Javier is a shrewd analyst of the gaming space. For the last 9 months, if you asked my honest feelings on the matter, I would have agreed with Javier’s take in its entirety.
It may be the Icelandic volcanoes messing with my brain, but I’ve now once again managed to convince myself that there is indeed a bright future for web3 gaming. But first, as the great Yoda once counselled: “You must unlearn what you have learned.”

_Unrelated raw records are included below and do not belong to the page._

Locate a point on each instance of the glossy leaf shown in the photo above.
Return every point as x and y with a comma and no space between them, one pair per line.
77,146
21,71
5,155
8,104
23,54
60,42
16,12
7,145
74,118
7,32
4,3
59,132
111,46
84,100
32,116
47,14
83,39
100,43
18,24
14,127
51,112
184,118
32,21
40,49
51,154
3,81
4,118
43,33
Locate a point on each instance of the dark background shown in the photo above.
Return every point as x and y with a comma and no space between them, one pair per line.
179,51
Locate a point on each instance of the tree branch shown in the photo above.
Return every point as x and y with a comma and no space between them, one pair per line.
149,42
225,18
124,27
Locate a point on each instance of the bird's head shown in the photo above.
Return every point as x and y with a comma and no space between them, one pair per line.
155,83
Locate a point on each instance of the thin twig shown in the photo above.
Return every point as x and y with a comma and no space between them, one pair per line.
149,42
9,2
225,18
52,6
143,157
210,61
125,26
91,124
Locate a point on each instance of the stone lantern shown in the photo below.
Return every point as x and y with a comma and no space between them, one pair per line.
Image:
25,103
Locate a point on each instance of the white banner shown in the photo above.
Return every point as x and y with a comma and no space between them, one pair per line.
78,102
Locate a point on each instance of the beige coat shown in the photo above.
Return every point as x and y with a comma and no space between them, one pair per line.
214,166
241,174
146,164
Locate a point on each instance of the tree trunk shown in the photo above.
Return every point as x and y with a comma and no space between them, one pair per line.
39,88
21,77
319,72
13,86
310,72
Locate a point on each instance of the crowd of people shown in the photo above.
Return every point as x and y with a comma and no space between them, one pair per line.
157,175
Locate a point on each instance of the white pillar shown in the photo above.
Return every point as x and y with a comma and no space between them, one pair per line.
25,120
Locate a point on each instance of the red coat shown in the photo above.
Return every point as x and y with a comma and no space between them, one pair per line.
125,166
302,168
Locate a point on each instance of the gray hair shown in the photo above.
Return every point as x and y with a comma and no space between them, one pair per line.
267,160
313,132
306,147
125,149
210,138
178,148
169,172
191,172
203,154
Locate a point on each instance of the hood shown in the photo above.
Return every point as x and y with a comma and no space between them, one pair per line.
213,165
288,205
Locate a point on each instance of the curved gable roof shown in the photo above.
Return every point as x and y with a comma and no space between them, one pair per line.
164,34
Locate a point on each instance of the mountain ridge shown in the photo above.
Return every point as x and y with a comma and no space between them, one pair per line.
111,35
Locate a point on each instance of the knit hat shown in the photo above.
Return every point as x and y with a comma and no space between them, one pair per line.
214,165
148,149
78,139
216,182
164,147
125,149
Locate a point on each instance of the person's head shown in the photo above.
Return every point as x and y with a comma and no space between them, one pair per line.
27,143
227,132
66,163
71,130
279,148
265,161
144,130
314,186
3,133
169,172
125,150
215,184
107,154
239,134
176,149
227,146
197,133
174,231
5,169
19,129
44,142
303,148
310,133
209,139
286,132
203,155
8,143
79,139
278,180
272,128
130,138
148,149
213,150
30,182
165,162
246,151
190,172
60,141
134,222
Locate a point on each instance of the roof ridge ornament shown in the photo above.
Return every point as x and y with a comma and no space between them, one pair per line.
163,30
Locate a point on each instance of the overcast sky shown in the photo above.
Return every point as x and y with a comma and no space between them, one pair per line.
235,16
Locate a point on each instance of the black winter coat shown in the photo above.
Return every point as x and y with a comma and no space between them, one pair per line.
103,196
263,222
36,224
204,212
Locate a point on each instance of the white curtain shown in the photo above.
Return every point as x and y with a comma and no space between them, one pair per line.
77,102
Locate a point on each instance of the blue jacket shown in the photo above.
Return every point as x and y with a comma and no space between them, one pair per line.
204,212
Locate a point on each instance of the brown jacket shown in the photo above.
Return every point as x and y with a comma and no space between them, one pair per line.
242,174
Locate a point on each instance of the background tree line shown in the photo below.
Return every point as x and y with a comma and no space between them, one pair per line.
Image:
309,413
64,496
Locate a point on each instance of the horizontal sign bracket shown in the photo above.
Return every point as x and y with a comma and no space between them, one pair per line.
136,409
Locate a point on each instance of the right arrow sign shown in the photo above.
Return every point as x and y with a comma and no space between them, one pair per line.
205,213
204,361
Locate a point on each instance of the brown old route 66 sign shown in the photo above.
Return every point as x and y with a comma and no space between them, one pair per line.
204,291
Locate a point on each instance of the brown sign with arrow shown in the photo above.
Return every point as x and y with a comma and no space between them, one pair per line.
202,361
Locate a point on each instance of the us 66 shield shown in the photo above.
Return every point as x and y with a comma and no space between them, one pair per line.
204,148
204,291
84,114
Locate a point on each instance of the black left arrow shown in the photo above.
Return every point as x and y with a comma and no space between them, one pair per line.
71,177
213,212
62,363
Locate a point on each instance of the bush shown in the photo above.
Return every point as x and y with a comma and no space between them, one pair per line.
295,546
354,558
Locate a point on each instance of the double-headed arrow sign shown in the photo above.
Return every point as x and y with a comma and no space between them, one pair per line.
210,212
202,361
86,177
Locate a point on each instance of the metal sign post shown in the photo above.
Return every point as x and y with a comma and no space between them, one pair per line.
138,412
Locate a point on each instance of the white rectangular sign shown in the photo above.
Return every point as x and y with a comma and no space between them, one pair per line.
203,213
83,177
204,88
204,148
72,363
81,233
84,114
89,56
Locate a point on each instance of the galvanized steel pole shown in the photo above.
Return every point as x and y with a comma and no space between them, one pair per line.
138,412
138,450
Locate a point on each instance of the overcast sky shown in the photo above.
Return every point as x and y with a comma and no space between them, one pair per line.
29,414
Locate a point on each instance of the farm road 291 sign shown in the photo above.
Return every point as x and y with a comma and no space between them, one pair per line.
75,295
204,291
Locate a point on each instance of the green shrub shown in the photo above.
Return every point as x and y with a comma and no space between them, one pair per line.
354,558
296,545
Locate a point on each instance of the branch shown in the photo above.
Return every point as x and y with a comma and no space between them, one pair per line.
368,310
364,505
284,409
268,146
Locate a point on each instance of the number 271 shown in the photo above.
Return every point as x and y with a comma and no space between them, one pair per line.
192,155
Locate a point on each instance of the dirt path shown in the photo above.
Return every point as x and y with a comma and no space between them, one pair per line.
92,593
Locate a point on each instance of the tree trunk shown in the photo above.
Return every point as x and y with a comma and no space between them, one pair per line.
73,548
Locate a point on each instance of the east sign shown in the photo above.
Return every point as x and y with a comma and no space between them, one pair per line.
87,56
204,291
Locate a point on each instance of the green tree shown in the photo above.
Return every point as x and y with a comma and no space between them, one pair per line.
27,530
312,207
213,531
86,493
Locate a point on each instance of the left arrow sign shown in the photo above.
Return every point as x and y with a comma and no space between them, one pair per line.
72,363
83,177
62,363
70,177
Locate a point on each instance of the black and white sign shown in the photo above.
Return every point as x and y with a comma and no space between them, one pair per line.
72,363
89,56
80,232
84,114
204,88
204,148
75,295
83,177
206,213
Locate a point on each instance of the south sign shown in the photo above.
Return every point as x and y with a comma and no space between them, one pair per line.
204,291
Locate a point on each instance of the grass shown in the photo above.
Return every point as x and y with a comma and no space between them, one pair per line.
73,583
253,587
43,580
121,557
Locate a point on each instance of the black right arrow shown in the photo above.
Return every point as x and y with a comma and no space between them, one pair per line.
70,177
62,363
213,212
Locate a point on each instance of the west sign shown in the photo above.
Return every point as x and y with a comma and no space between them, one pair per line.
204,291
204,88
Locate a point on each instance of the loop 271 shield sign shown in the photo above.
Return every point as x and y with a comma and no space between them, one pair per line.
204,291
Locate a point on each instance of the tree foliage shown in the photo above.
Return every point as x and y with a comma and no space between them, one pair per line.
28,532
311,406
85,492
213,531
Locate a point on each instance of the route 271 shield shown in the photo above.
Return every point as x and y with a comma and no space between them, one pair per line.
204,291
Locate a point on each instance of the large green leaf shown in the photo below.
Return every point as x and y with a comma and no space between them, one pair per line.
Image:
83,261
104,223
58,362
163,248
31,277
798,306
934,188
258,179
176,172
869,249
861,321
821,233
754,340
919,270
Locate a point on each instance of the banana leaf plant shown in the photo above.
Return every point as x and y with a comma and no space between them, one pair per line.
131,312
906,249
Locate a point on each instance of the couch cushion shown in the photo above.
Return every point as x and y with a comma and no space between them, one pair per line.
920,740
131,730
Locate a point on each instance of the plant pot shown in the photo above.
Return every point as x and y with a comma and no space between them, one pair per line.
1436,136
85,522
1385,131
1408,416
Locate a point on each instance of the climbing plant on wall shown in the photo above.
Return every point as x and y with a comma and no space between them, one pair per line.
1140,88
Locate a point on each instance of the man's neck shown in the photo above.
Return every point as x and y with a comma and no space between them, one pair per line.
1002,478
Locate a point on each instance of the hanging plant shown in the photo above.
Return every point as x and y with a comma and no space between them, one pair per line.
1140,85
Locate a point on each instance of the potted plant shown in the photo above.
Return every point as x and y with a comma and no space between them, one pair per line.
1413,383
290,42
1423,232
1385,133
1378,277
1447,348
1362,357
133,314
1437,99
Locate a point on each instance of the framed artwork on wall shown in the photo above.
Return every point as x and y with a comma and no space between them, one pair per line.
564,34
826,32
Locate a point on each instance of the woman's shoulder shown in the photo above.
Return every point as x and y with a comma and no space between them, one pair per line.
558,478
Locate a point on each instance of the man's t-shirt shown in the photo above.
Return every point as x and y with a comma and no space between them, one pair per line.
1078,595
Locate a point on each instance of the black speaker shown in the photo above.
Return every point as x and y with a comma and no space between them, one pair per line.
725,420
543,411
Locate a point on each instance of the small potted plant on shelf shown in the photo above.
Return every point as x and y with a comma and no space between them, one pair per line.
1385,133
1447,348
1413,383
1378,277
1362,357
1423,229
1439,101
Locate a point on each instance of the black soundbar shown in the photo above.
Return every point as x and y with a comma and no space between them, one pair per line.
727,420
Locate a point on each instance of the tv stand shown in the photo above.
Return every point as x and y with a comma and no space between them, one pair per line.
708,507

Richard, very well articulated.
I really liked some of the ideas —GDP vs GMV, the one time seigniorage event (akin to IPO). The main thing is maintaining a community’s consistent trust in the team/entity to deliver a solid open economy without letting them succumb to insider behavior.
Some thoughts…
VAT-driven monetization requires a lot of faith. Devs are incentivized to push variety and velocity of goods, and develop a wide economy, but it’s not obvious you’re able to plan out a UA campaign, for example. (less risk for investment underwriting, for one)
The main challenge is that your monetization is contingent on creating valuable, deep and rich worlds, (which is a function of time but also luck), rather than tuning and optimizing for funnels and retention. Secondarily, you might find that the market size is small, much too late, as you build your game and its community. So we’re back to hit-driven Movies…
One challenge is the working capital requirements for a company to build open economy games. Not only to build but to market. F2P/P2W scaled more easily. Even $20 1M presales / sales is non trivial to achieve without some significant marketing / buildup. This is why the token sale / presale meta was promising, but it broke because well, GMV.
Second challenge for taking and estimating corporation profits is VAT evasion (lol) and alignment (I hold all these tokens. When do I sell them? Will the supply overhang scare people? Can I print more? Why/why not? etc).
Always a pleasure to read your writing!
Many thanks for this article. Have you looked into the game Rust (https://rust.facepunch.com/)? This seems an extremely intense example of the violence/survival mechanism you mention. In the early days, they tried out several ways of releasing personalization skins (ended up doing it through steam, though if they did it today maybe they would consider making them nfts on a chain where transactions are cheap gas-wise). This would seem to be close to what you think can happen with web3 gaming? What do you think?